Can anyone explain how this is reached?

P.S sorry for the formatting!
• Jan 7th 2011, 02:20 PM
e^(i*pi)
There is no relationship between them because the bases are different

If you said that $\displaystyle \log_b(x) = \log_a(x)$ then $\displaystyle a=b$ but as two expressions there is no relationship

You can use the change of base rule should you need to: $\displaystyle \log_a(x) = \dfrac{\log_b(x)}{\log_b(a)}$
• Jan 7th 2011, 02:25 PM
BIOS
Really? I have a book that states the following:

"The log of 0.278 is not equal to 1n 0.278. i.e. logarithms with different bases have different values. The different values are, however, related to eachother...."

:?
• Jan 7th 2011, 02:30 PM
Plato
Quote:

Originally Posted by BIOS
Really? I have a book that states the following:
"The log of 0.278 is not equal to 1n 0.278. i.e. logarithms with different bases have different values. The different values are, however, related to eachother...."

Of course that is the case.
If $\displaystyle a\ne b~\&~N\ne 1$ then $\displaystyle \log_a(N)\ne \log_b(N)$.
• Jan 7th 2011, 02:39 PM
BIOS
I think it's referring to a different relationship then i posted (and to example the book uses.)

E.g. the relationship between:

$\displaystyle \log_{b}a$ and the $\displaystyle \log_{a}x$

defining the relationship as:

$\displaystyle \log_{b}a\log_{a}x=\log_{b}x$

"This is the change of base formula which relates logarithms of a number relative to two different bases."

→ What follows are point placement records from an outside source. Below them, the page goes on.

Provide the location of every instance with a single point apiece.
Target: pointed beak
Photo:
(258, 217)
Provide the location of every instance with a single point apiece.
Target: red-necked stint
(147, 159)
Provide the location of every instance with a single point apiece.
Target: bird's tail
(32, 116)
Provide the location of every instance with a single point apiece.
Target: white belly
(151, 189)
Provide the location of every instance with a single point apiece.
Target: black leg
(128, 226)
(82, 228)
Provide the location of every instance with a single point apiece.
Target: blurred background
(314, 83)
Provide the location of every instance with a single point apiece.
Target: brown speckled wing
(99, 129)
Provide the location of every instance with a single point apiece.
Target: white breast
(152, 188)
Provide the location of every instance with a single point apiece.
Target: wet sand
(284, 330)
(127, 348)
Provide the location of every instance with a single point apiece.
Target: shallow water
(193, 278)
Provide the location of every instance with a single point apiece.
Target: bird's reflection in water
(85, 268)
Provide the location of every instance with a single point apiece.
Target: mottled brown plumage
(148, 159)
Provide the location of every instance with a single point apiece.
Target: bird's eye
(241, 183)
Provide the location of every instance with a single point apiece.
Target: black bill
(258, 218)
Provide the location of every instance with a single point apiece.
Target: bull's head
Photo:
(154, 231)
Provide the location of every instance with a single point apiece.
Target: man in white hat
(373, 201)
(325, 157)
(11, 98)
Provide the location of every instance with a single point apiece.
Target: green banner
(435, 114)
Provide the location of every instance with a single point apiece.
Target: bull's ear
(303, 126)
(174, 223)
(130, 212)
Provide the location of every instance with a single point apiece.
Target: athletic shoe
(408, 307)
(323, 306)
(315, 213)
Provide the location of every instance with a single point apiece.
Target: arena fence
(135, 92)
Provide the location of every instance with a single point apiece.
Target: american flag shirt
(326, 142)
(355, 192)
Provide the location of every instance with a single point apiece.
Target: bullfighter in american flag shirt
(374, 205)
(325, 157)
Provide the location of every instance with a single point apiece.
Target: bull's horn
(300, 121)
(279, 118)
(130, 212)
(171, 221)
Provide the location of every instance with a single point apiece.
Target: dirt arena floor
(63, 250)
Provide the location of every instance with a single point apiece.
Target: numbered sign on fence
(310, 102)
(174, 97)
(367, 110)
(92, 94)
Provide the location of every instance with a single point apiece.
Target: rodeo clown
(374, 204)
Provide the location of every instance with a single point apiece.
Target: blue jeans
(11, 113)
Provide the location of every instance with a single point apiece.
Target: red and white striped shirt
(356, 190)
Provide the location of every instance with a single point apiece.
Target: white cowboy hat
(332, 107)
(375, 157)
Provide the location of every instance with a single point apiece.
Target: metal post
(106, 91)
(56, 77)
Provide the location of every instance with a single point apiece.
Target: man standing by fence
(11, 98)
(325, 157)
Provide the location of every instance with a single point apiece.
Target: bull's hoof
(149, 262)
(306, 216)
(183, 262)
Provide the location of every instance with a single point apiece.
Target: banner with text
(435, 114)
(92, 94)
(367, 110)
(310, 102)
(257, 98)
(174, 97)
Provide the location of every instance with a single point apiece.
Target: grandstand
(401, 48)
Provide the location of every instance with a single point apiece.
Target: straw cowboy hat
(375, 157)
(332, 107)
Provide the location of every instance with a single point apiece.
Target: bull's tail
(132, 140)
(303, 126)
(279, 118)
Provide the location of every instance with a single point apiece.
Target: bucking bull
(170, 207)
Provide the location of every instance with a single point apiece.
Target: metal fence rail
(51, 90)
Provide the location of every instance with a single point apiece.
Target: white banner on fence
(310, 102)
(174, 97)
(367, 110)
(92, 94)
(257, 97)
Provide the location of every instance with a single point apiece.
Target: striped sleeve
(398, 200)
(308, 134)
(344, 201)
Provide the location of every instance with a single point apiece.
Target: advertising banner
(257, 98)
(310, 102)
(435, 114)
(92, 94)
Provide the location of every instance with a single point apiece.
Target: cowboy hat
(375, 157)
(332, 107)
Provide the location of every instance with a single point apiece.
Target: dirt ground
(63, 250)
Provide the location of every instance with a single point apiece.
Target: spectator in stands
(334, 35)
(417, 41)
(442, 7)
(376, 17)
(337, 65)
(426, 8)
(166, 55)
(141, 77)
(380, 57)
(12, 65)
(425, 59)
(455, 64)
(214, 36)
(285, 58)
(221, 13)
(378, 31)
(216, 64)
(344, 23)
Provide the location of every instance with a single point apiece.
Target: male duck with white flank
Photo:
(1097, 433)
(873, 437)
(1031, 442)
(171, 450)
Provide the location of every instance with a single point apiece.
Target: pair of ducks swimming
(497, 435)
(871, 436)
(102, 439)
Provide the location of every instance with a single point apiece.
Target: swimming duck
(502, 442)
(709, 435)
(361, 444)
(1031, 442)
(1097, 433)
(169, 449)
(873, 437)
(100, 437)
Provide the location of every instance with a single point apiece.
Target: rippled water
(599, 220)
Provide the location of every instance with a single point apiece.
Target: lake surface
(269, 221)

How is that the case if the logarithms are of two different numbers, namely a and x? or am i misunderstanding?
• Jan 7th 2011, 02:53 PM
Plato
Uning the definitions $\displaystyle \log_b(a)=\dfrac{\ln(a)}{\ln(b)}~\&~ \log_a(x)=\dfrac{\ln(x)}{\ln(a)}$ it is clear the by multiplying we

get $\displaystyle \,~~\log_b(a)\log_a(x)= \dfrac{\ln(x)}{\ln(b)}=\log_b(x)$,

• Jan 7th 2011, 03:03 PM
BIOS
I think i have it now. Thanks Plato. I was looking at the definition a different way.
• Jan 7th 2011, 03:38 PM
saravananbs
http://www.mathhelpforum.com/math-he...47aeaf1cd9.png=A(say)

then in exponetial form of this is x=a^A

http://www.mathhelpforum.com/math-he...28d00476c4.png=B(say)

then in exponetial form of this is x=b^B

then relation is a^A=b^B

i think 2 question is not valid always.
• Jan 7th 2011, 03:50 PM
Plato
Quote:

Originally Posted by saravananbs
http://www.mathhelpforum.com/math-he...47aeaf1cd9.png=A(say)
then in exponetial form of this is x=a^A
http://www.mathhelpforum.com/math-he...28d00476c4.png=B(say)
then in exponetial form of this is x=b^B then relation is a^A=b^B
i think 2 question is not valid always.

What a confusing posting.
Can you tell us what point you are trying to make?

We do know that $\displaystyle \log_b(a)=x$ is defined as $\displaystyle b^x=a$.